Saturday, June 11, 2005

rising and falling

The moon rose high and I sunk very low.

My love sobered up, and I got still more drunk.

My life and soul, from now on please don't hold

Against me what is out of my control.

#1357: From Rumi's Kolliyaat-e Shams-e Tabrizi

Search words: rose

As I prepared to search today I glanced at the horizon. The dawn was rosey red and so I chose a rose to lead the way.

This quatrain seems to express Rumi's experience of enantiodromia, a word popular with Jung and referring to a phenomenon he frequently observed in himself and in those around him in which a psychological state would change into its opposite. Especially with his patients to whose dreams he had access, he could observe how an opposite trend would develop in the unconscious, in the background of the mind, and then gradually come forward into view and into conscious thoughts, feelings and behaviour. Since Rumi is a male, the unconscious is often represented by a feminine being associated with the moon. Ego and unconscious are often characterised by alchemists as sol et luna, sun and moon. So when the unconscious rises or holds most of the psychic energy or libido, then the ego feels down and depleted. Rumi also characterises the unconscious as the beloved so when it - or his love - is on an even keel, unagitated and unmotivated, then Rumi feels ever more intoxicated as the psychic libido pours into consciousness.

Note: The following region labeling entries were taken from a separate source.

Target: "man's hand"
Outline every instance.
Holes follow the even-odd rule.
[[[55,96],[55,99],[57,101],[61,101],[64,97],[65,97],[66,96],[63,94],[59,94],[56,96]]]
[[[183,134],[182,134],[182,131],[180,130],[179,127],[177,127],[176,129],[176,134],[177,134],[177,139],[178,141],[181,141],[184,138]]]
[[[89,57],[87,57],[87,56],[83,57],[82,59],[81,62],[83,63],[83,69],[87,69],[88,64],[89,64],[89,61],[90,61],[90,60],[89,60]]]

Rumi understands this as a natural process that is quite out of his - that is, the ego's - control. He is not responsible for these mood swings. This is close to the current law's insanity defense: where a person is insane, where the ego is out of control, then the person is not deemed responsible and need not answer for his or her actions. Whether Rumi would have gone as far as that is hard to say. It seems more likely here that he is simply pleading with his own internal superego or conscience, asking that the blame be lifted from him. The responsibility for what is happening inside him lies with both the ego and the unconscious, both with his human self and his divine.

This verse would seem to come soon after yesterday's (since #1357 follows close on #1355) and would seem to be a restatement of the albedo which was represented yesterday as a white horse but today is expressed as a natural innocence in the face of a natural process. At times like these, I wish I had a better access to the original material for I'm sure there is a process there that is described both lucidly and eloquently and that would help considerably in making sense of one's own states of mind.